Happily for society, giving back is more important now than ever; a corollary is that people have greater expectations of companies to help them give back, both as consumers and as employees. A growing number of companies, aware of the link between workplace giving and employee engagement, have a heightened interest in employee giving and volunteering programs.
Mounting research shows that employees want to work for companies that care, that social responsibility is a consideration in employees’ decisions to join, stay with or leave companies, and that there is a link between social responsibility and engaged, productive employees. This is especially important for certain segments – like Millennials and Moms. Nearly 70% of Americans say causes factor into where to work; for Moms that increases to 79% and for Millennials to 87% (2010 Cone Cause Evolution Study). So if part of your people strategy is geared toward any of these segments, this is pretty important stuff!

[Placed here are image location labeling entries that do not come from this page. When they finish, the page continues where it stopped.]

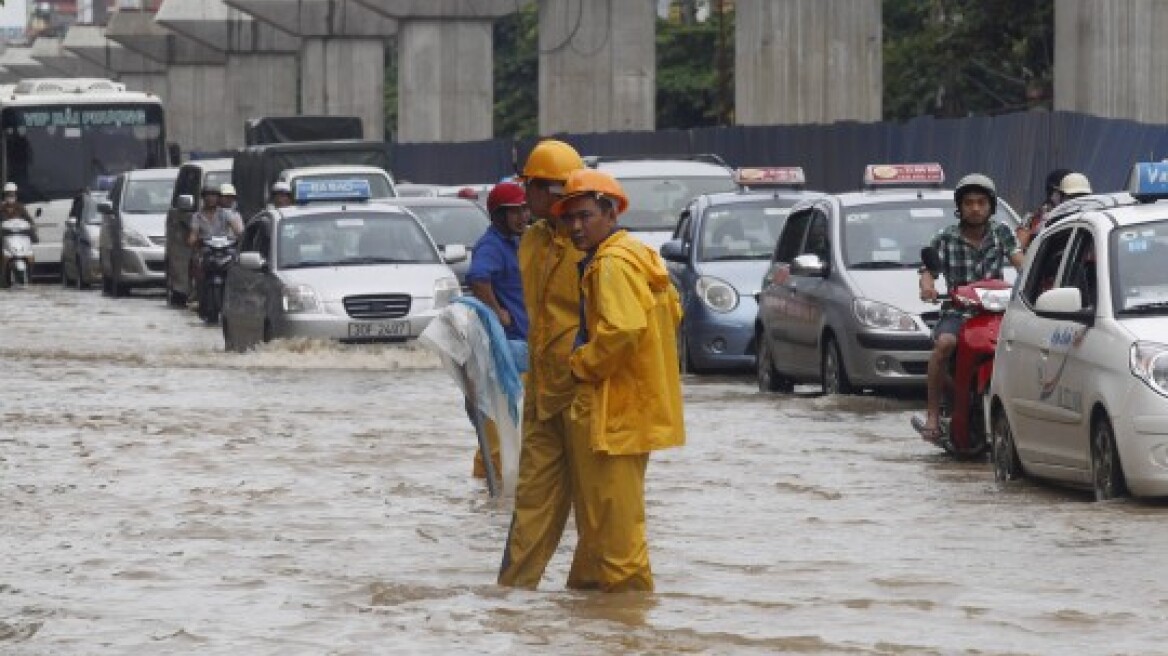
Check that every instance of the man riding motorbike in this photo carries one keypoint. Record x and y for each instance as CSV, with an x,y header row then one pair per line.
x,y
975,249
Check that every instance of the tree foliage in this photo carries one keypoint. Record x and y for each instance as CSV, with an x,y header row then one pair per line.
x,y
960,57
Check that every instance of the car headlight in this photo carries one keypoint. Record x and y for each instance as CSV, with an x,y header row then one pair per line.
x,y
716,293
445,291
882,316
1149,363
133,239
300,299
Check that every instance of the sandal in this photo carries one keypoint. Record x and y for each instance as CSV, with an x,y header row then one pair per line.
x,y
931,434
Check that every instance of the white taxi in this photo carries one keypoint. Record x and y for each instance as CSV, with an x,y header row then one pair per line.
x,y
1079,392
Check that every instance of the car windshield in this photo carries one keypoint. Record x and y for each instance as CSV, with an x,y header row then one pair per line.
x,y
1139,276
353,239
655,202
891,235
379,186
743,231
147,196
463,224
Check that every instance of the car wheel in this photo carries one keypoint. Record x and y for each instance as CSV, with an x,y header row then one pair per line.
x,y
1106,472
769,377
1002,449
832,371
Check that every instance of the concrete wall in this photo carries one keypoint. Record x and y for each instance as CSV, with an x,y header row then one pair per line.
x,y
1110,58
445,81
597,65
807,61
345,76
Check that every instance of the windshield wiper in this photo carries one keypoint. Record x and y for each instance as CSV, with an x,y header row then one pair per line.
x,y
882,264
1160,307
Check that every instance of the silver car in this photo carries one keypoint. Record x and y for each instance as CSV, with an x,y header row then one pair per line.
x,y
80,257
357,272
840,302
133,230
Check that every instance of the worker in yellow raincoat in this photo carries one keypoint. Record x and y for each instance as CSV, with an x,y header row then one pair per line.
x,y
548,269
628,386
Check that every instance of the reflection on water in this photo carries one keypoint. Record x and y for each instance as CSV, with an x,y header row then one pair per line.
x,y
160,496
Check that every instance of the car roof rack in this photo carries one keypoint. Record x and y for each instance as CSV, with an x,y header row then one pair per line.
x,y
708,158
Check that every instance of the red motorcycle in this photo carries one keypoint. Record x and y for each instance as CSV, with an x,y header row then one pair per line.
x,y
963,423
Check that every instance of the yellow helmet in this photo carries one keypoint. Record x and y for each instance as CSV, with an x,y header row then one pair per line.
x,y
591,181
551,160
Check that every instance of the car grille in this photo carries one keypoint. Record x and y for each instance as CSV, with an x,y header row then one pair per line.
x,y
377,306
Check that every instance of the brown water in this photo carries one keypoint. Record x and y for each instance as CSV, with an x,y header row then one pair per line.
x,y
159,496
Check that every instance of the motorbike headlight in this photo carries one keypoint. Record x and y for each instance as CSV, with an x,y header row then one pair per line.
x,y
882,316
132,238
445,291
1149,363
716,293
300,299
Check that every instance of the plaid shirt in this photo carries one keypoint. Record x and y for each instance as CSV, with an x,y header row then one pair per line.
x,y
963,264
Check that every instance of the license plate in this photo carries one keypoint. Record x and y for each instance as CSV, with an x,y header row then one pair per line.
x,y
380,329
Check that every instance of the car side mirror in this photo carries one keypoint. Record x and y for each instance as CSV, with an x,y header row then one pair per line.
x,y
673,251
251,260
808,264
1063,304
453,253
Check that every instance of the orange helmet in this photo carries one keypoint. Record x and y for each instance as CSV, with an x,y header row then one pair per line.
x,y
551,160
591,181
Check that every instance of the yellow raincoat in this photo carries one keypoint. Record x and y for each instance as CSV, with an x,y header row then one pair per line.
x,y
544,493
627,404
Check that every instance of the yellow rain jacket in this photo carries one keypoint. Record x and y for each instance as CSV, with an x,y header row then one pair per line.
x,y
630,360
547,263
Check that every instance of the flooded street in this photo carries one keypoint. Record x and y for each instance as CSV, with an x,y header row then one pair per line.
x,y
160,496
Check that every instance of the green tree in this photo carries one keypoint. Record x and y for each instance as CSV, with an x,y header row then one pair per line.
x,y
959,57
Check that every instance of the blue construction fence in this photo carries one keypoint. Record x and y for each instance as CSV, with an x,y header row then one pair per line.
x,y
1016,149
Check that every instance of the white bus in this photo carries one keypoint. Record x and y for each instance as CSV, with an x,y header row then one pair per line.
x,y
60,135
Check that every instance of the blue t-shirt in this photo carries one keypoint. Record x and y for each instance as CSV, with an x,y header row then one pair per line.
x,y
495,260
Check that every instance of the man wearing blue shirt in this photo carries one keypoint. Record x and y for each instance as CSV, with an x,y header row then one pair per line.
x,y
494,279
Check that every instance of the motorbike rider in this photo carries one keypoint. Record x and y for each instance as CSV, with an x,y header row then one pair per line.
x,y
975,249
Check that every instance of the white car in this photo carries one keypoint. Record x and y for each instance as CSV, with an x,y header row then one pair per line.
x,y
1079,392
346,271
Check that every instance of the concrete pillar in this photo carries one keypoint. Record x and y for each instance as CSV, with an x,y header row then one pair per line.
x,y
195,76
1109,58
597,65
342,55
259,74
445,67
807,61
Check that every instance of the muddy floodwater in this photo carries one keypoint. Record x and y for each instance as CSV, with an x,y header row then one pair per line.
x,y
160,496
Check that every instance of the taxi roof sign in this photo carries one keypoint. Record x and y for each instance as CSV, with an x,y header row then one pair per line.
x,y
770,176
1148,181
332,189
904,175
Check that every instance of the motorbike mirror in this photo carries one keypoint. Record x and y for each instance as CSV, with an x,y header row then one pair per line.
x,y
931,260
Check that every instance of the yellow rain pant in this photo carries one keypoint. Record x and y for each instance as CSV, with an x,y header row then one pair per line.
x,y
480,470
607,493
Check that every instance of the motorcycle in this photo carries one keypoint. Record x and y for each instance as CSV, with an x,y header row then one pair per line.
x,y
217,256
16,237
963,423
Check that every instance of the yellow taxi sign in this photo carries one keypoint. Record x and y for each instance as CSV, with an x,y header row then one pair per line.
x,y
770,176
904,175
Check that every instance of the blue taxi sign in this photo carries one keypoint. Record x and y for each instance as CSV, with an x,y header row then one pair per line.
x,y
904,175
770,176
332,189
1148,181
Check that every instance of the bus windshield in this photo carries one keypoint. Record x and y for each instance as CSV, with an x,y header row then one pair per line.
x,y
55,151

Despite this increased demand, the employee element of corporate giving often lags in attention and innovation behind the focus given to the community and consumer-facing aspects of corporate philanthropy. In this article, we look at seven common challenges with current workplace giving and volunteering programs.
1. “We’re All in this Together” – Wait, are We? Lack of Alignment between Corporate Giving and Employee Giving
Let’s start with the goal of workplace giving programs (from a corporate perspective). Let’s face facts: it’s not purely altruistic. It’s also about employee engagement, extending your brand, and resonating positively with employees and the community at large.
Here’s a common scenario: on the one hand, the company has a corporate philanthropy or community investment strategy that clearly outlines its goals and the focus areas or pillars of causes that are important as a company (e.g.: Health, Environment, Kids, etc.); on the other hand, the workplace giving program for employees is a distinct program that doesn’t include the focus areas or pillars (i.e.: the workplace giving program doesn’t communicate what the corporate focus areas/CI pillars are, nor does it provide ways and reasons for employees to easily support the corporate focus areas/CI pillars). In some cases, the workplace giving program is a third-party campaign, so workplace giving is not delivered under the company’s brand. A lack of alignment between corporate giving and employee giving means companies are missing an opportunity to connect with their employees and build giving and strategic CSR into their corporate culture. Not to mention bringing corporate giving into the community through your employees – because your employees are your brand!
So companies need to design their workplace giving programs to tightly align with their corporate and strategic CSR/CI goals. You don’t need to select the “killer cause” to achieve this: your organization can create portfolios of causes that align with your philanthropic or community investment pillars, regional strategies and goals. Promote them to employees with featured campaigns, blog posts and real-time matching offers.